While there, they take a bus to the beach where backpackers are kind of wandering around since it’s too cold to actually swim. The bus ride back, however, is eventful. The driver and conductor make a stops at two small villages, acquiring a large bottle of wine and a wheel of cheese. A Greek woman asks the driver if he’s been drinking. He laughs and says he’s been drinking water before encouraging the woman to try some wine. It isn’t long before the conductor is wielding a sharp knife on the bumpy road, distributing cheese and wine to the passengers. Murakami says it’s the best wine and cheese he’s had on the trip, and fortunately they make it to their destination without any issue.

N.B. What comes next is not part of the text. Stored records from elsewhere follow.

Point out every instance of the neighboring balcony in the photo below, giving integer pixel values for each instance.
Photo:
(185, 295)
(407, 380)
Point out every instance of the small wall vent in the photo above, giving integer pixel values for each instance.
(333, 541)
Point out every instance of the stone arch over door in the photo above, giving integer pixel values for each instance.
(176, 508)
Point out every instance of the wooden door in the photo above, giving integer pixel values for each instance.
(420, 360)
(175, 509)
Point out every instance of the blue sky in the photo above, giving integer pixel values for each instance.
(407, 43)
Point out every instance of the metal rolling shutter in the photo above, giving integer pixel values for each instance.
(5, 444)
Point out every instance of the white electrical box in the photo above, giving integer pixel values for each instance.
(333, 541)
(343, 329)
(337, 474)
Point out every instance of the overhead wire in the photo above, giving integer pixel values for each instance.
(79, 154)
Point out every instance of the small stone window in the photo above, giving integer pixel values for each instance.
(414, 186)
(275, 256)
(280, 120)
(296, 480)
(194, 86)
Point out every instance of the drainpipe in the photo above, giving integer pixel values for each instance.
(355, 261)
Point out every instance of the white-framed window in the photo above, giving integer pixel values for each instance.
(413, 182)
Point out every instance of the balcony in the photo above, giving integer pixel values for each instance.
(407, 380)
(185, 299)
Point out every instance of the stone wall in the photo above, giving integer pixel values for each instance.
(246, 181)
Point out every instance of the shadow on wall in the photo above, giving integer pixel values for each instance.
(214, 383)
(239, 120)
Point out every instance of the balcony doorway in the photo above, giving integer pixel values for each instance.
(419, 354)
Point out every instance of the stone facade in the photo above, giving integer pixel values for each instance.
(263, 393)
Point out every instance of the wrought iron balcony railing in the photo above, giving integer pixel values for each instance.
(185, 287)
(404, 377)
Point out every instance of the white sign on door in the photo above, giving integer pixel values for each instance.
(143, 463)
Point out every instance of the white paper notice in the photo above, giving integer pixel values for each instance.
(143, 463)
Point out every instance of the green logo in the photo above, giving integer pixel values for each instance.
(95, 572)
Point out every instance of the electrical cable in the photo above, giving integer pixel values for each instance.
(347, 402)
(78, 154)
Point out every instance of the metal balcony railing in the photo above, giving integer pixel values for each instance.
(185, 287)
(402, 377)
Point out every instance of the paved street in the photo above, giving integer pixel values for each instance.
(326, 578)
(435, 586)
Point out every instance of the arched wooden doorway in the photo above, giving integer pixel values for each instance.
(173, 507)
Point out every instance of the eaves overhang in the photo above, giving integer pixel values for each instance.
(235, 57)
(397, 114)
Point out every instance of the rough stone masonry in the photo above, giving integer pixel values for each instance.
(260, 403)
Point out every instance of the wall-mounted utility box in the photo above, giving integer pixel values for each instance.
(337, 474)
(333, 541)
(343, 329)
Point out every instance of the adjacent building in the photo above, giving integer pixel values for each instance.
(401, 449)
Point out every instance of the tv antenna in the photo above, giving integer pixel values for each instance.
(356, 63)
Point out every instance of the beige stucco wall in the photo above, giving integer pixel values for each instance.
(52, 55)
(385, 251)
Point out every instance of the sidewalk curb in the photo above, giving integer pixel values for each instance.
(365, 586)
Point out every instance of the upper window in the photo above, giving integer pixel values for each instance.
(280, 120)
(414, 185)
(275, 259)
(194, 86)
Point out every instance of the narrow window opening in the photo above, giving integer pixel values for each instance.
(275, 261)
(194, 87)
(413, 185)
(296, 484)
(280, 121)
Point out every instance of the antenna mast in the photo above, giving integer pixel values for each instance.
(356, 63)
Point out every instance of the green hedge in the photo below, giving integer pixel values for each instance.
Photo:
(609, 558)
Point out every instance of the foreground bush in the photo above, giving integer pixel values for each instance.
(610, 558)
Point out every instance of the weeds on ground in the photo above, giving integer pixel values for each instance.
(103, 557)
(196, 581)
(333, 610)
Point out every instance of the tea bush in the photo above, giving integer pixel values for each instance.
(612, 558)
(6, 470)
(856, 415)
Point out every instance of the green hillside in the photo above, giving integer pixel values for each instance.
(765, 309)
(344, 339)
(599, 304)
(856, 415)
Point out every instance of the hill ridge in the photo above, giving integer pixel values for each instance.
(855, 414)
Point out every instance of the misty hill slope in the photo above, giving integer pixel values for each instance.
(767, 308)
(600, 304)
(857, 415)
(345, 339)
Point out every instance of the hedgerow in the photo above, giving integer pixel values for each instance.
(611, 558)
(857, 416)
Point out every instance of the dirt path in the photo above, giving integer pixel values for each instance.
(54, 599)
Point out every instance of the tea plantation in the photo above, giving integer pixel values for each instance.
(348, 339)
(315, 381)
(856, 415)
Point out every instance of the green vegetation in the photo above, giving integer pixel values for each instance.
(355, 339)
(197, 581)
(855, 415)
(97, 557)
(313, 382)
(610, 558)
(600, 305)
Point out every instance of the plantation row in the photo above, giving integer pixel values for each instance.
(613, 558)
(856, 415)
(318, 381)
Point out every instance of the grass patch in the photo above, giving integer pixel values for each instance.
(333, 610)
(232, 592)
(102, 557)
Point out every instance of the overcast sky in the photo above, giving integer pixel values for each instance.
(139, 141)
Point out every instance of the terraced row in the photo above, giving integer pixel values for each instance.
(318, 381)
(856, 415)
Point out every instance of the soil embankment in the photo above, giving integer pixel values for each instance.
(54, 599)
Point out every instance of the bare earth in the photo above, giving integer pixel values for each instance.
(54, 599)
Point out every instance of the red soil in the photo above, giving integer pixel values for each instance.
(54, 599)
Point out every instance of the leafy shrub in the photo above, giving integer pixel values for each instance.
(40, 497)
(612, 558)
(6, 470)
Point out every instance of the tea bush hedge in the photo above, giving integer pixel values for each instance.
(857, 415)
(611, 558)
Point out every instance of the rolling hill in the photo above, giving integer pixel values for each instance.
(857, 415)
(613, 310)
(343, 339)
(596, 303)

But this isn’t the only encounter with Bus 101. They happen to ride with the same driver, different conductor, a couple days later:

So, the premonition I’d had at the time about the Route 101 party bus ended up being right on the money. While the bus was running, the luggage compartment opened—the conductor hadn’t shut it securely—and two pieces of passenger luggage inside tumbled out onto the road. The bus was going around 100 km/h, and neither the driver nor the conductor realized they’d fallen out, but luckily a backpacker sitting in the back row noticed and yelled out and the bus managed to stop. Then we backed up to collect the fallen luggage. This is probably when I should write “Well that’s nice” or something, but it actually wasn’t nice at all. That’s because those two pieces of luggage were both our luggage. One was a large Millet backpack I carried and the other was my wife’s nylon bag. We got out of the bus to inspect the damage, and the Millet had a hole in it from where it had hit the ground. Of course, I complained to the conductor, but would my complaints result in anything? Of course not. Language would just fruitlessly move the air around. They could barely understand English. There wasn’t anything I could do, so I showed the conductor the hole in the backpack. And then using my body language, here’s what I told him: What the hell are you going to do about this? Look at this hole. The conductor shrugged and spread out his hands. Then he pointed to the door. Look, the door opened up. Come on, man, you don’t have to tell me that. It’s your fault that it opened. You do understand that it’s your fault, I yelled in English and French and Japanese. (When I get angry people can understand my Japanese.) But no matter what I did it was a waste of time. It was like asking an Irish elk I’d run into on the road for directions in Spanish. “Excuse me, Mr. Elk. Where’s the entrance to the forest?” Everything I did and said would be useless. Asking the elk for directions in the first place was a mistake. I wanted to say something but just inhaled and let it out the breath. I shook my head in vain. The conductor shook his head in the same way. Then he patted me on the shoulder as if to say, what a disaster.

さて宴会バス101号についてのそのときの僕の不吉な予感も、また見事に的中した。バスが走っている最中にバスの荷物室の蓋が開いて―車掌が蓋をきちんと閉めなかったのだ―中に入れてあった乗客の荷物がふたつ道路にころげ落ちてしまった。バスは百キロくらいのスピードを出していて、荷物が落ちたことには運転手も車掌も気が付かなかったのだが、幸いなことに一番後ろの席に座っていたバックパッカーがそれに気づいて大声を上げ、なんんとかバスは停車した。そしてバックして落ちた荷物を回収した。まあ、良かった……というべきところだが、実はあまり良くない。何故ならその二つの荷物というのは二つとも我々の荷物だったからだ。ひとつは僕がかついでいるミレの大型のバックパック、もう一つは女房の持っているナイロンのバッグ。バスから降りて調べてみると、ミレのバックパックの方は路面に叩きつけられて見事に穴があいている。もちろん僕は車掌に文句を言うけれど、文句を言ってそれで何かの結論に到達するだろうか?もちろんしない。言語が虚しく空間を行き来するだけである。英語は殆ど通じない。しかたないから僕は車掌にバックパックに開いた穴を見せる。そしてボディー・ランゲージでこう言う。どうするんだよ、穴開いたんだぞ。車掌は肩をすくめ、両手を広げる。そして扉を指差す。ここ、開いてたんだ。おいおい、そんなこと言われなくったってわかってんだよ、だから、それお前のせいだろうが。わかるか、それお前のせいなんだ、と僕は英語とフランス語と日本語で叫ぶ(はらがたっているときには結構日本語が通じるのだ)。でも何をしたところで時間の無駄なのだ。道で出会ったオオツノジカに向かってスペイン語で道を尋ねているのと同じなのだ。「すみませんが、オオツノジカさん、森の出口はどちらでしょうか?」何をしても何を言っても無駄なのだ。オオツノジカに道を訊くほうが間違っているのだ。僕は何かを言おうと思って吸い込んだ息をそのまま吐き出す。そして虚しく頭を振る。車掌も同じように頭を振る。そして僕の肩をとんとんと叩く。まったく災難だったね、というように。
(262-263)

This is the “shadow” from the title of the chapter. A bit of a long and winding chapter but very entertaining. It’s always a pleasure to be on the road with Murakami.